Fulani herdsmen, a Musim ethnic group, have been responsible for the most killings as of late, having murdered an estimated 1,909 Christians in the first 200 days of 2021.

Eric Patterson, executive vice president of the Religious Freedom Institute, told EWTN News Nightly on Wednesday that the U.S. Secretary of State has argued that much of the Muslim-on-Christian violence has to do with land and water rights.

“That type of materialist worldview really does not explain what’s going on,” Patterson asserted, and said the U.S. de-listing of Nigeria sends a message to the government that they can continue to “look the other way” and that the persecution can continue with impunity.
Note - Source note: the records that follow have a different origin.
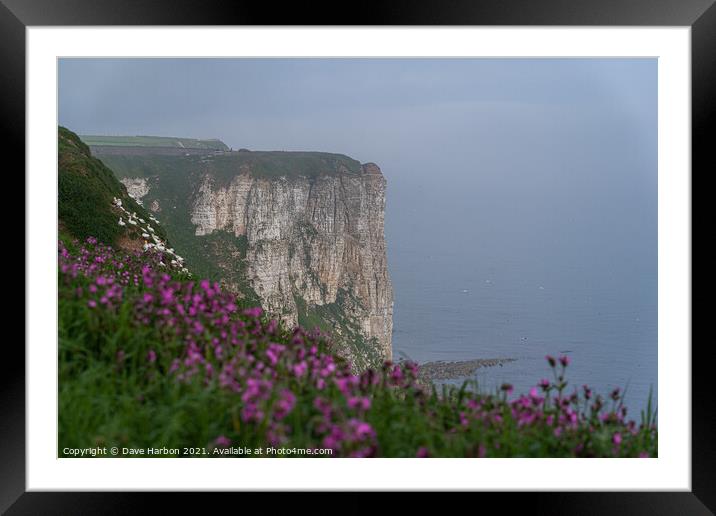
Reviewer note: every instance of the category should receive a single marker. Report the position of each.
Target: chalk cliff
(304, 231)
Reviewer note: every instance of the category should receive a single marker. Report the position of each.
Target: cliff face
(317, 241)
(301, 233)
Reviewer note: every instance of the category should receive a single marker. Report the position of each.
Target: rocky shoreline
(441, 370)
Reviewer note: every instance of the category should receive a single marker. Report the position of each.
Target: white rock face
(312, 237)
(137, 187)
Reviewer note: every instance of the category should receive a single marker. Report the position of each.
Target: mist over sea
(521, 213)
(500, 269)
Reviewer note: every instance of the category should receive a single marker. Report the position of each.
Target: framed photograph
(434, 250)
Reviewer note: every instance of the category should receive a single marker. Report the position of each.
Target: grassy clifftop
(86, 190)
(154, 141)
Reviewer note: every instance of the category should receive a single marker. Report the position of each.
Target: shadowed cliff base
(441, 370)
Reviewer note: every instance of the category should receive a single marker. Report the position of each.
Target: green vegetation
(86, 188)
(154, 141)
(274, 164)
(349, 340)
(163, 362)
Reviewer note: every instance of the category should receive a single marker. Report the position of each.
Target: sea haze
(521, 214)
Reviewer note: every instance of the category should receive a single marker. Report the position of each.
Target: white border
(671, 471)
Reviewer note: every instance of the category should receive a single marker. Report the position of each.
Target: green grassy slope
(154, 141)
(86, 188)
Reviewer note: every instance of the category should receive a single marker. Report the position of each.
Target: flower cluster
(151, 241)
(286, 386)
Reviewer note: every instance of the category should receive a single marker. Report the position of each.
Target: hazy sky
(530, 183)
(372, 109)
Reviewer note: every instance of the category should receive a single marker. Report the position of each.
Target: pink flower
(222, 441)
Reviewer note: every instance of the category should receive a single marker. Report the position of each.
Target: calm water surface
(514, 273)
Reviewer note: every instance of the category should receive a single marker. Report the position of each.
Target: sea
(499, 269)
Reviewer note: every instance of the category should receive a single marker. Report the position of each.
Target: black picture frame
(16, 15)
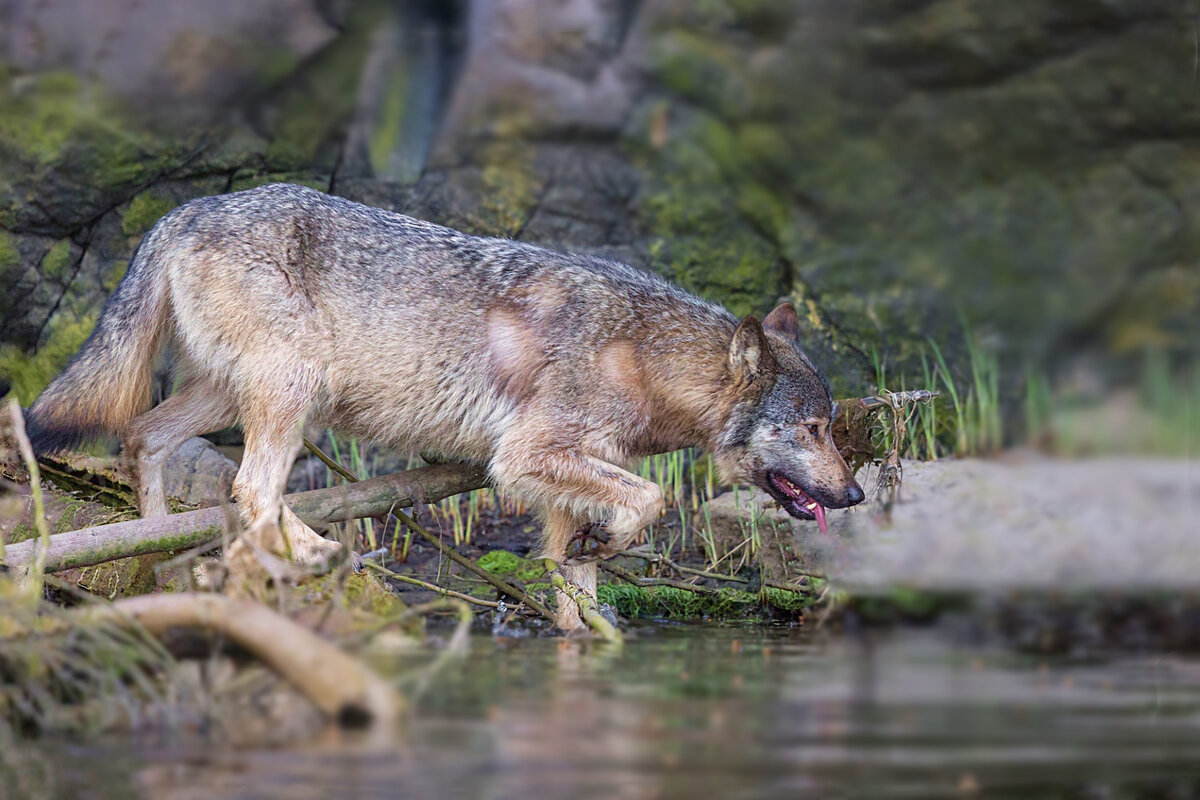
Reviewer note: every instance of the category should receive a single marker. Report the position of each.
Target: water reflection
(714, 713)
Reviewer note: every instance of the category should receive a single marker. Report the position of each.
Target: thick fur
(557, 370)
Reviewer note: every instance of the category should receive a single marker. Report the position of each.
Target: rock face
(891, 164)
(198, 474)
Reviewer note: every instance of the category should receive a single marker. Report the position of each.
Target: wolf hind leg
(273, 432)
(575, 488)
(196, 408)
(588, 486)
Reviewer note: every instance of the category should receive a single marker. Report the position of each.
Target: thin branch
(659, 558)
(329, 462)
(587, 603)
(417, 582)
(454, 555)
(35, 486)
(625, 575)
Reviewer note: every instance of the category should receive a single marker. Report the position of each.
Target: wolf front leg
(573, 489)
(273, 439)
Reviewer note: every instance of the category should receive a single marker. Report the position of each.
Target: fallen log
(336, 683)
(178, 531)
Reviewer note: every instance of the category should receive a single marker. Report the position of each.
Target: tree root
(337, 684)
(377, 495)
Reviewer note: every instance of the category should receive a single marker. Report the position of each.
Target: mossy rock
(504, 563)
(28, 373)
(361, 593)
(669, 602)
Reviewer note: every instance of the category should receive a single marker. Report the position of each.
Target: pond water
(706, 711)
Mumza, too, emphatically disputed the claim that Fulani herder violence is mainly based on economic disputes, asserting instead that anti-Christian sentiment is at play. If it is a conflict over resources, Mumza asked, why do the herdsmen need to go to a house in the middle of the night, kill everyone in the household, and burn the house down?

Mumza concluded his interview by asking for prayers, particularly asking that people pray that the faith of persecuted Nigerian Christians be strengthened.

“We are ready to die for our faith,” he said emphatically.